Am 8. September 1910 trat er in der kleinen Stadt Gempe in der Nähe von Löwen in Belgien in das Noviziat der Assumptionisten ein und nahm den Namen Kamen an, unter dem er bekannt ist. Nach Beendigung des Noviziats am 8. September 1911 legte Vitchev in Glempe die einfachen Gelübde ab; die ewigen Gelübde folgten am 8. September 1912 in Limpertsberg in Luxemburg. Im gleichen Jahr begann er mit dem Studium von Philosophie und Theologie in Löwen. Nach Rückkehr in die Heimat 1918 wurde er zum Lehrer des Kollegs Saint-Augustin in Plowdiw ernannt und später des Kleinen Seminars Koum-Kapou in Konstantinopel. In dieser Stadt wurde er am 22. Dezember 1921 zum Priester des orientalischen Ritus geweiht.

Auf der Rückkehr in den Westen erlangte Vitchev nach Abschluss seines Theologiestudiums in Straßburg und Rom 1929 an der Universität Straßburg den Doktor in Theologie.
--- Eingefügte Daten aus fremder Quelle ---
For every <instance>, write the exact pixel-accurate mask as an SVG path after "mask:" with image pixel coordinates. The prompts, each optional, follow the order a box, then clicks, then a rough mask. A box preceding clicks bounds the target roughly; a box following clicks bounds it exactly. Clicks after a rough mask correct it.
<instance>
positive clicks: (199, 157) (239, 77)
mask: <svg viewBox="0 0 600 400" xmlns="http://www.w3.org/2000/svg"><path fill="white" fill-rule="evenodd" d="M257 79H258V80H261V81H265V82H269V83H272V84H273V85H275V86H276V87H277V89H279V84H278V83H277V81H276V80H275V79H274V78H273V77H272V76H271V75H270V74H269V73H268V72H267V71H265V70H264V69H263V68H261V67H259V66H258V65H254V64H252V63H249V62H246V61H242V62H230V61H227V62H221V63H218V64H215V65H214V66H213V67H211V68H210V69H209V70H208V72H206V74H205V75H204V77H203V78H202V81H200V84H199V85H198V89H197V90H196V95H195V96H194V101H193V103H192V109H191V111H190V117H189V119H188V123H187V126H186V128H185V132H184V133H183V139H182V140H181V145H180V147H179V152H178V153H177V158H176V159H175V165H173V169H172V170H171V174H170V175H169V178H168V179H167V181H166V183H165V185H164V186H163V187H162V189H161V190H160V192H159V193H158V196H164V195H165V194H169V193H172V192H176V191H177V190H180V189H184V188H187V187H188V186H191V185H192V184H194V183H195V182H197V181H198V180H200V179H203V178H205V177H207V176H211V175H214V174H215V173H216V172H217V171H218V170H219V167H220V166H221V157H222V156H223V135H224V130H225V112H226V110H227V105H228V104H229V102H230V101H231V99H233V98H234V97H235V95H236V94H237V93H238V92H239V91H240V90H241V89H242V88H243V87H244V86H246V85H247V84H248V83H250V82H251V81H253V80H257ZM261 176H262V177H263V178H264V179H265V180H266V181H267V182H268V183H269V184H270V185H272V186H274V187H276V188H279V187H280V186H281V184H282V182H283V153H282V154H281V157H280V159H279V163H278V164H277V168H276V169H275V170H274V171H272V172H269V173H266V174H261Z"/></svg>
Als ausgezeichneter Kenner der bulgarischen Kirchengeschichte veröffentlichte er verschiedene Studien in der Zeitschrift Echos d’Orient. 1930 wurde er zum Professor für Philosophie am Kolleg Saint-Augustin in Plowdiw ernannt, wo er bis zu der am 2. August 1948 von den kommunistischen Behörden angeordneten Schließung blieb. Häufig wurde er zu Vorlesungen über Themen der Jugend und des öffentlichen Lebens eingeladen. Vitchev war zudem Mitarbeiter bei der Zeitung Veritas und der Zeitschrift Byzantinische Untersuchungen.
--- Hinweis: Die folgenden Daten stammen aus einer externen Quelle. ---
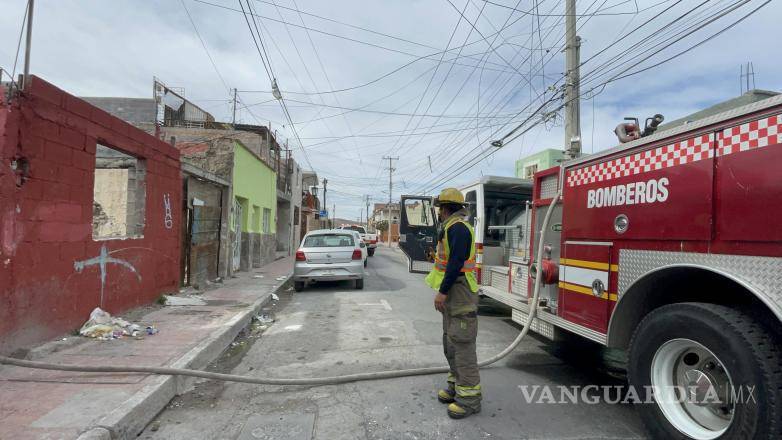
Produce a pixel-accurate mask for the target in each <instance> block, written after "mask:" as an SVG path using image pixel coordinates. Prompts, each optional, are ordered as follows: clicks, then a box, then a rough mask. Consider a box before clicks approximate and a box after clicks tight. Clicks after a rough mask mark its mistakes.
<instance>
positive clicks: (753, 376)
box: [628, 303, 782, 440]
mask: <svg viewBox="0 0 782 440" xmlns="http://www.w3.org/2000/svg"><path fill="white" fill-rule="evenodd" d="M628 378H629V382H630V385H631V386H632V387H633V389H634V391H635V392H636V393H637V394H638V397H639V399H640V401H641V402H643V403H641V404H639V405H636V406H637V407H638V410H639V413H640V416H641V420H642V421H643V422H644V425H646V427H647V429H648V430H649V431H650V433H651V434H652V437H654V438H670V439H674V438H675V439H701V440H711V439H718V438H719V439H734V438H735V439H739V438H741V439H745V438H747V439H748V438H753V439H776V438H782V355H781V354H780V346H779V341H776V340H775V339H774V337H773V336H772V335H771V334H770V333H769V332H768V331H767V330H766V329H764V328H763V327H762V326H761V325H760V324H759V323H758V322H757V320H755V319H753V318H752V317H751V316H750V315H748V314H745V313H742V312H739V311H737V310H735V309H732V308H729V307H724V306H720V305H715V304H706V303H680V304H671V305H667V306H663V307H660V308H659V309H656V310H654V311H653V312H651V313H649V314H648V315H647V316H646V317H645V318H644V319H643V320H642V321H641V323H640V324H639V325H638V327H637V329H636V331H635V333H634V335H633V338H632V341H631V343H630V354H629V365H628Z"/></svg>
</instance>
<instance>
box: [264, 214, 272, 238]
mask: <svg viewBox="0 0 782 440" xmlns="http://www.w3.org/2000/svg"><path fill="white" fill-rule="evenodd" d="M271 216H272V210H271V209H269V208H263V233H264V234H269V233H271Z"/></svg>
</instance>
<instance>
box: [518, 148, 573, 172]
mask: <svg viewBox="0 0 782 440" xmlns="http://www.w3.org/2000/svg"><path fill="white" fill-rule="evenodd" d="M564 159H565V153H564V152H563V151H562V150H557V149H554V148H548V149H545V150H543V151H540V152H537V153H535V154H532V155H529V156H527V157H524V158H521V159H519V160H517V161H516V177H518V178H520V179H531V178H532V176H533V175H534V174H535V173H537V172H538V171H542V170H545V169H548V168H551V167H553V166H556V165H558V164H559V163H560V162H561V161H562V160H564Z"/></svg>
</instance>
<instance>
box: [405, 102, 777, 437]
mask: <svg viewBox="0 0 782 440" xmlns="http://www.w3.org/2000/svg"><path fill="white" fill-rule="evenodd" d="M522 182H523V181H519V182H516V183H515V184H514V185H511V186H507V185H506V186H505V187H504V189H502V188H500V189H498V187H497V185H496V184H495V185H493V186H492V184H491V182H484V183H485V184H484V185H471V186H469V187H466V188H465V195H466V196H467V192H468V191H466V190H468V189H473V190H474V189H477V190H478V196H477V197H476V198H474V199H473V202H472V205H471V210H472V211H471V212H472V218H473V221H474V224H475V226H476V236H477V235H478V234H479V232H477V231H481V232H480V234H481V237H482V240H481V241H483V240H484V239H483V237H485V233H486V232H487V231H492V230H494V231H501V232H502V234H503V236H502V237H501V236H500V235H499V234H496V233H495V236H496V237H497V238H498V240H496V242H495V243H493V244H492V245H497V246H498V247H500V248H503V247H505V249H504V251H502V252H497V251H492V256H491V258H490V260H491V261H488V260H487V253H486V252H487V247H488V245H487V243H483V242H482V243H481V244H482V246H480V247H482V248H483V255H482V257H483V258H482V260H483V261H481V263H482V267H481V284H482V288H481V293H482V294H483V295H485V296H488V297H491V298H493V299H495V300H498V301H501V302H503V303H505V304H507V305H509V306H510V307H511V308H512V317H513V320H514V321H516V322H518V323H522V324H523V323H525V322H526V318H527V316H528V313H529V310H530V306H531V304H529V301H530V299H531V297H532V288H533V285H534V279H535V277H542V278H541V281H542V283H543V286H542V289H541V292H540V296H539V302H538V306H539V307H538V312H537V317H536V318H535V320H534V321H533V323H532V325H531V329H532V330H533V331H535V332H537V333H539V334H541V335H543V336H545V337H548V338H551V339H557V338H558V337H560V336H561V335H562V334H563V332H569V333H571V334H576V335H580V336H582V337H584V338H587V339H591V340H593V341H596V342H598V343H600V344H604V345H606V346H608V347H612V348H616V349H621V350H626V351H627V359H628V362H627V372H628V381H629V385H631V386H632V387H631V388H630V389H632V390H633V392H635V393H637V394H638V397H639V398H640V400H641V401H644V402H650V403H642V404H639V405H636V406H637V408H638V409H639V412H640V416H641V418H642V420H643V422H644V424H645V425H646V426H647V427H648V429H649V430H650V432H651V433H652V434H653V435H654V437H656V438H692V439H716V438H764V439H766V438H767V439H772V438H775V439H776V438H782V350H781V348H780V347H782V326H781V325H780V321H781V320H782V287H781V285H782V96H777V97H773V98H769V99H766V100H763V101H759V102H756V103H753V104H750V105H746V106H744V107H741V108H737V109H734V110H731V111H727V112H725V113H721V114H718V115H715V116H711V117H708V118H705V119H702V120H698V121H694V122H691V123H688V124H685V125H681V126H677V127H674V128H671V129H668V130H664V131H659V132H657V133H654V134H652V135H649V136H646V137H641V138H640V139H636V140H632V141H630V142H627V143H623V144H620V145H619V146H617V147H616V148H612V149H609V150H605V151H602V152H600V153H597V154H593V155H589V156H585V157H582V158H578V159H575V160H571V161H568V162H566V163H564V164H563V165H562V166H558V167H554V168H551V169H548V170H544V171H541V172H538V173H537V174H535V176H534V178H533V181H532V182H529V181H526V182H527V184H526V186H525V185H524V184H523V183H522ZM479 183H480V182H479ZM495 183H496V182H495ZM506 183H507V182H506ZM503 192H506V193H507V192H511V193H514V194H515V196H516V197H515V198H512V197H507V195H505V196H503V195H502V193H503ZM498 194H499V197H504V199H505V200H511V199H512V200H513V201H514V203H516V204H517V206H516V210H515V214H514V215H513V216H510V217H509V219H510V223H508V224H504V225H502V224H500V225H491V224H488V223H487V222H488V221H489V219H490V216H491V212H490V211H489V210H488V208H487V206H494V205H492V203H494V202H492V197H495V198H496V197H498ZM467 199H468V201H469V197H467ZM478 199H480V204H479V203H477V200H478ZM552 203H554V204H555V206H554V207H553V214H552V218H551V221H550V223H549V224H548V225H547V226H546V228H545V230H543V228H542V225H541V223H542V221H543V217H544V214H545V211H546V210H547V209H548V207H549V205H551V204H552ZM418 204H420V205H421V206H425V207H426V209H431V208H430V206H431V201H430V200H429V199H428V198H421V197H414V196H405V197H403V199H402V206H403V209H402V215H401V219H402V220H401V233H402V238H401V240H400V241H402V243H400V247H401V248H402V249H403V250H404V251H405V252H406V253H407V255H408V257H409V259H410V261H411V269H416V268H418V269H425V265H426V262H425V260H426V255H427V254H428V253H429V252H431V249H430V248H431V247H432V246H433V244H434V241H435V240H434V238H433V237H434V235H433V234H434V233H435V231H436V228H437V225H436V224H435V223H434V222H433V221H432V219H434V217H433V215H434V214H433V211H432V212H428V213H426V214H425V215H423V216H422V215H421V214H420V208H419V207H418V206H419V205H418ZM495 205H496V203H495ZM527 206H529V208H527ZM409 207H415V209H412V208H411V209H410V210H409V212H408V208H409ZM522 213H526V214H524V215H522ZM481 216H483V223H481V219H480V218H481ZM422 220H423V221H422ZM492 228H493V229H492ZM511 235H513V236H514V237H515V238H513V237H511ZM541 237H542V238H543V240H544V246H545V256H544V258H543V260H542V261H534V258H535V257H534V254H535V252H533V251H532V250H533V249H535V250H536V249H538V243H539V240H540V239H541ZM499 238H502V239H501V240H500V239H499ZM479 261H480V260H479ZM715 396H718V397H715Z"/></svg>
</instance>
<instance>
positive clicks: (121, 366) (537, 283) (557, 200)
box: [0, 190, 562, 385]
mask: <svg viewBox="0 0 782 440" xmlns="http://www.w3.org/2000/svg"><path fill="white" fill-rule="evenodd" d="M561 195H562V190H560V191H559V192H558V193H557V195H556V196H555V197H554V199H553V201H552V203H551V204H550V205H549V207H548V209H547V210H546V215H545V216H544V217H543V222H542V223H541V228H540V241H539V244H538V250H537V254H536V255H537V260H536V261H539V262H540V261H543V251H544V248H545V240H544V238H545V236H546V231H547V230H548V223H549V221H550V220H551V213H552V212H553V210H554V206H555V205H556V204H557V202H558V201H559V198H560V197H561ZM542 278H543V277H542V276H537V277H535V286H534V289H533V295H532V302H531V303H530V304H531V305H530V311H529V315H528V316H527V322H526V323H525V324H524V327H523V328H522V329H521V331H520V332H519V335H518V336H516V339H514V340H513V342H511V344H510V345H508V346H507V347H506V348H505V349H504V350H502V351H501V352H499V353H497V354H496V355H494V356H492V357H490V358H489V359H485V360H483V361H481V362H479V363H478V366H479V367H486V366H488V365H491V364H493V363H495V362H497V361H499V360H500V359H502V358H504V357H506V356H507V355H508V354H510V353H511V352H512V351H513V350H514V349H516V347H518V345H519V344H520V343H521V341H522V339H524V337H525V336H526V335H527V333H528V332H529V329H530V325H532V320H533V319H534V318H535V315H536V313H537V310H538V296H539V294H540V285H541V279H542ZM0 364H5V365H14V366H17V367H24V368H34V369H41V370H58V371H75V372H82V373H145V374H158V375H166V376H189V377H198V378H202V379H211V380H220V381H226V382H243V383H251V384H259V385H334V384H341V383H348V382H359V381H364V380H379V379H392V378H399V377H409V376H424V375H429V374H441V373H448V371H449V368H448V367H424V368H410V369H404V370H389V371H378V372H374V373H358V374H346V375H343V376H331V377H313V378H264V377H251V376H242V375H237V374H224V373H212V372H209V371H202V370H191V369H186V368H170V367H139V366H121V365H120V366H92V365H77V364H65V365H61V364H52V363H48V362H37V361H28V360H24V359H15V358H10V357H6V356H0Z"/></svg>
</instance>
Am 4. Juli 1952 wurde Vitchev von den kommunistischen Milizen verhaftet und als Anführer der gegen die Staatssicherheit operierenden katholischen Spionage beschuldigt. Von diesem Zeitpunkt hatte man keine Nachricht mehr von ihm bis zum 20. September 1952, als die Zeitungen auf den ersten Seiten die Anklageerhebung gegen 40 Personen veröffentlichten, die beschuldigt wurden, im Auftrag der französischen Geheimdienste und des Vatikans Spionage gegen die öffentliche Hand zu betreiben. P. Kamen Vitchev schien in der Liste als Hauptorganisator der Spionageaktionen auf.

PAVEL JOSEPH DJIDJOV wurde am 19. April 1919 in Plowdiw in der gleichnamigen Diözese in Bulgarien als Sohn einer katholischen Familie des lateinischen Ritus geboren und am 2. August auf den Namen Joseph getauft. 1926 besuchte er die Schule der Assumptionisten St. Andreas in Plowdiw und setzte dann seine Studien von 1931 bis 1938 im dortigen Kolleg Saint-Augustin fort.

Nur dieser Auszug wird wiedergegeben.